Auffällig ist auch eine Serie von Werken, die mit Mivekannins Arbeiten korrespondiert. Dabei geht es jeweils um Figuren, die in erniedrigender und erniedrigter Lage wohl Opfer von Gewalt geworden sind oder drohen zu werden. Ein Mädchen mit Narben auf einer bunten Decke liegend um sie stehend, sichtbar nur die Beine dieser Figuren, Jungs oder Mädchen. Eine Hierarchie wird möglicherweise zu Gewalt.
Ein anderes Foto zeigt eine Frau, die in einer Art Grube liegt und sich schmerzverzerrt die Hand auf den Rücken legt. Es gibt eine ganze Reihe von Bildern, die asymmetrische Verhältnisse durchaus auch innerhalb der schwarzen Gemeinschaften reflektiert. Der Kontext ist offensichtlich: Wenn Afrika von einer europäischen Künstlerin reflektiert wird, sind die Verhältnisse von erster und dritter Welt, wie man es früher genannt hat, oder dem globalen Norden und dem globalen Süden, wie es heute genannt wird, zum Ausdruck gebracht.
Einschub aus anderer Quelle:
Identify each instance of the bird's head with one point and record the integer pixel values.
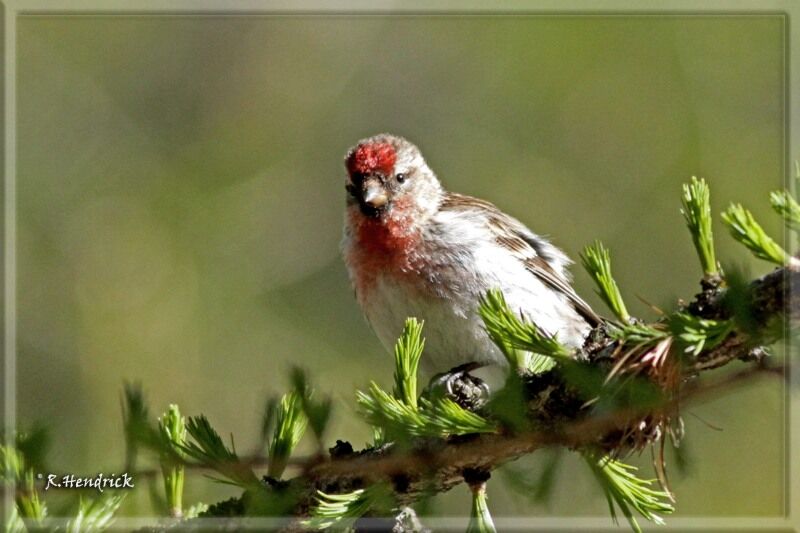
(387, 176)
Ein weiterer Raum, zeigt Fotos, die in der Auseinandersetzung einer Skulptur von Karina Kaikonen „From Generation to Generation“entstanden sind. Eine Reihung von Anzug-Jackets. Die immer dünner wird und schließlich nur noch die Manschetten und die Revers zeigt. Sehr schwungvoll.
Eine kleinformatige Aufnahme betitelt Nungwi von 2010, zeigt einen schwarzen Körper. Der droht in milchigem Wasser zu ertrinken. Da hat sich bei mir eine eindeutige Brücke hergestellt zu einem Werk in der anderen Ausstellung. Und zwar „Die Schifffahrt des Don Juan nach Delacroix von 1840. Mivekannin hat 2025, also ganz aktuell, ein Schiffchen bevölkert mit schwarzen Menschen und da ist natürlich der Bezug zur Flüchtlingskrise und dem Schuldanteil der Festung Europa ganz deutlich.
In diesen beiden Arbeiten verbinden sich für mich beide Ausstellungen von Viviane Sassen und Romeo Mivekannin sehr eindrücklich. Dieses gelungene Konzept im Ambiente der Stiftung Maramotti erleben zu dürfen, übertraf die Qualität der letzten Venedig Biennale.